Morre Edyr de Castro - Reprodução
Morre Edyr de Castro Imagem: Reprodução

Da Agência Brasil

16/01/2019 09h22

A atriz e cantora Edyr de Castro, de 72 anos, que integrou o grupo As Frenéticas, será velada às 10h desta quarta-feira (16) na capela 2 do Memorial do Carmo, no bairro do Caju, no Rio de Janeiro. O corpo será cremado será cremado às 13h, também no Caju. A informação foi confirmada pela administração do Retiro dos Artistas, onde ela morava.

Edyr, que sofria do mal de Alzheimer há oito anos, morreu nesta tarde desta terça-feira (15) por falência múltipla de órgãos. Ela estava internada no Hospital Municipal Lourenço Jorge, na Barra da Tijuca, por causa de uma pneumonia.

A notícia da morte de Edyr foi dada por sua filha Joy, fruto do relaciomento com o cantor Zé Rodrix. Além da filha, Edyr deixa também uma neta. 

Frenéticas

Edyr fez parte do sexteto As Frenéticas, formado ainda por Leiloca, Lidoka, Sandra Pêra, Regina Chaves e Dhu Moraes, que fez muito sucesso nas décadas de 1970 e 1980, época em que as discotecas estavam no auge. Entre os maiores sucessos do grupo destacam-se "Dancin' Days", "Caia na Gandaia" e "Perigosa". De 1985 a 2009, Edyr fez também participações em novelas de TV, entre as quais, "Tenda dos Milagres", "Roque Santeiro", "Cabocla" e "Sete Pecado"s e em séries como "Anos Rebeldes" e "Chiquinha Gonzaga".

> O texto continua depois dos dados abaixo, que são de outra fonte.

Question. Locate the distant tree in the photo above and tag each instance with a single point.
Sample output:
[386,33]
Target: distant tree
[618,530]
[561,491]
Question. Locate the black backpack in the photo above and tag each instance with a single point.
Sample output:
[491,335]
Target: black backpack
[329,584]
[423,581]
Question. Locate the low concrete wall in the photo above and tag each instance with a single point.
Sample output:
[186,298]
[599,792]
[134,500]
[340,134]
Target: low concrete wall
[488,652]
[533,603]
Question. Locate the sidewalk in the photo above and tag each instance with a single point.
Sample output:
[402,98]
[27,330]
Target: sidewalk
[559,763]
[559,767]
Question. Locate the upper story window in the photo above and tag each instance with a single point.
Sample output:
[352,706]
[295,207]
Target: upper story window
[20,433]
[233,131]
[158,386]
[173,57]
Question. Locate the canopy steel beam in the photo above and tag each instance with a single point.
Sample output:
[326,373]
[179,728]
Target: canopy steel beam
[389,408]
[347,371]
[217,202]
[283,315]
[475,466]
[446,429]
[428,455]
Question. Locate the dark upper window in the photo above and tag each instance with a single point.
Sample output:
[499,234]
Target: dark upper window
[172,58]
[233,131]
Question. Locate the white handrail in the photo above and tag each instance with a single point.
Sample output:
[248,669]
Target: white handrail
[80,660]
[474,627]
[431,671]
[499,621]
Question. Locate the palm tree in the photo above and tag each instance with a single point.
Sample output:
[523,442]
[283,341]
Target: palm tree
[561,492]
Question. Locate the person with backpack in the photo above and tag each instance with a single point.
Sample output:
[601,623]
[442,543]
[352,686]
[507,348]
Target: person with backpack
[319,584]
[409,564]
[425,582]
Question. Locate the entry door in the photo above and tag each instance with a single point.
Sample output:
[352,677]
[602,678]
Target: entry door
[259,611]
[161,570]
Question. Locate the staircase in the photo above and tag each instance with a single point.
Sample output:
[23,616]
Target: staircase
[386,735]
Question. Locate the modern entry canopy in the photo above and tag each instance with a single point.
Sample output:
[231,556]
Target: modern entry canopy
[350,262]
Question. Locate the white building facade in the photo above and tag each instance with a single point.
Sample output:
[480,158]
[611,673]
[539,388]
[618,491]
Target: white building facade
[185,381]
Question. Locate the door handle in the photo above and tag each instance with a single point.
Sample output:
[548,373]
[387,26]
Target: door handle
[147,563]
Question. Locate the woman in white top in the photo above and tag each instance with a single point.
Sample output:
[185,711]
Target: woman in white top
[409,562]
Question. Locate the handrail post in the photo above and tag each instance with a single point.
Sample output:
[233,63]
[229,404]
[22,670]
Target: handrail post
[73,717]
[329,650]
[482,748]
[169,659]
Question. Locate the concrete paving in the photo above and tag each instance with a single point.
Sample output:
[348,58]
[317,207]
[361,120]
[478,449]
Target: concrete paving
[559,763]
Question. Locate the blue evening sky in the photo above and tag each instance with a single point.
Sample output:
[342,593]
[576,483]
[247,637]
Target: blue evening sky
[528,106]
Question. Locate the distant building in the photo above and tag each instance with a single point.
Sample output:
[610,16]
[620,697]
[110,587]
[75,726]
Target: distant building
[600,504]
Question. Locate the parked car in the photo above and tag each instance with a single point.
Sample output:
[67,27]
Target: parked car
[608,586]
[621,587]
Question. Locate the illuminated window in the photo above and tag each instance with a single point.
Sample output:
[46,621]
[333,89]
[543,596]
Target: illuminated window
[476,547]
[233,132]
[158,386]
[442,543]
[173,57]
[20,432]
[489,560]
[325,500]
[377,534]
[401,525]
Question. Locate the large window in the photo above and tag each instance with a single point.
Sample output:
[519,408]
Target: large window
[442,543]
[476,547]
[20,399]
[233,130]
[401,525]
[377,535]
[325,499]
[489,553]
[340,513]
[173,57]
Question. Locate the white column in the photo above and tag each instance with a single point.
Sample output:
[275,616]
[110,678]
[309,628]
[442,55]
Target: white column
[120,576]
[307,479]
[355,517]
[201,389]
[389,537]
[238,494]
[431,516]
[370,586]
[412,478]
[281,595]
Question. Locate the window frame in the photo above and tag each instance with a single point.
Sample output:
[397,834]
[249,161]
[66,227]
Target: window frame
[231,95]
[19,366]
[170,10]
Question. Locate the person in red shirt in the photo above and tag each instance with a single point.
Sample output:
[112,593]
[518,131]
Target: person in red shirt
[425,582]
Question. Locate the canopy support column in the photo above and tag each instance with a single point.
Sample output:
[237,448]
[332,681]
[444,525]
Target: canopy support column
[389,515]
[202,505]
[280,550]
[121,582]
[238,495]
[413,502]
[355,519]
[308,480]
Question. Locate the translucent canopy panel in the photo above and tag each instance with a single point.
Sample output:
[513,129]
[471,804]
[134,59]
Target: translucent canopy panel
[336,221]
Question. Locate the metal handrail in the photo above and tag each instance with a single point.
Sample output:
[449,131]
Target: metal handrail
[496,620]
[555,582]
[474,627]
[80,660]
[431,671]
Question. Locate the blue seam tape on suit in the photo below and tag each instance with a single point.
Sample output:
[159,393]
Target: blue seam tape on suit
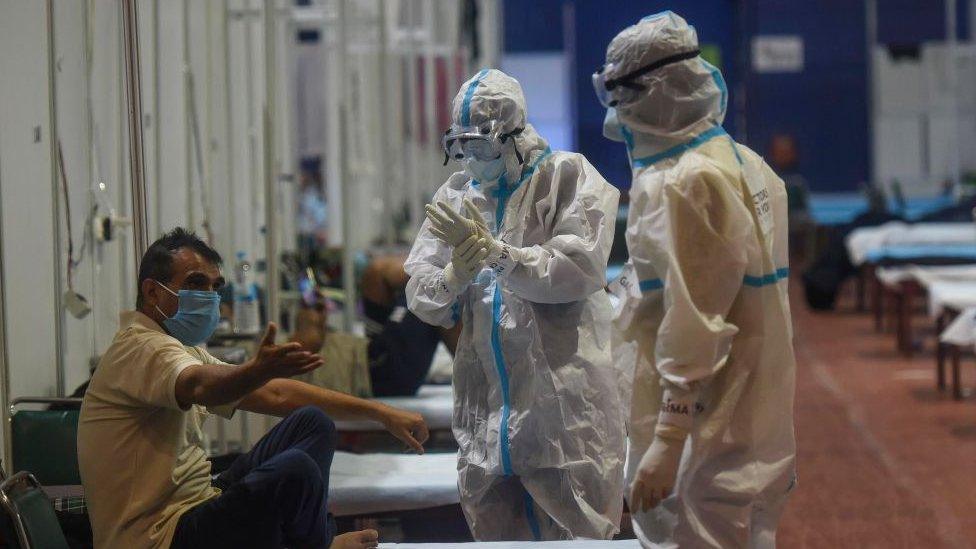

Desde 2011, Edyr morava no Retiro dos Artistas, em Jacarepaguá. O presidente da instituição, o ator Stephan Nercessian, trabalhou com Edyr, quando dirigiu o programa de TV do ator Chico Anísio. "Ela era uma das Mucamas de Painho [personagem de pai de santo representado por Chico]", lembrou Nercessian em entrevista à Agência Brasil.

Ele destacou o bom humor de Edyr no Retiro dos Artistas: "Encarava tudo muita alegria. Era sempre uma presença muito positiva, sem queixumes".

O ator informou que Edyr fazia no Retiro algumas terapias em complemento ao tratamento de Alzheimer. Só precisou ser levada para o hospital para tratar da pneumonia. "Ela deixa muita saudade. Os funcionários e o pessoal da administração tinham ela como uma presença muito positiva", completou.

Edyr é a segunda integrante do grupo a morrer. Em 2016, Maria Lídia Martuscelli, a Lidoka, morreu aos 66 anos, em decorrência de um melanoma, um tipo grave de câncer de pele. Assim como Edyr, Lidoka também foi velada e cremada no Memorial do Carmo, no Caju.

A amiga de grupo, Leiloca Neves, se manifestou nas redes sociais e postou a mensagem: "Vai na luz, minha querida Edyr".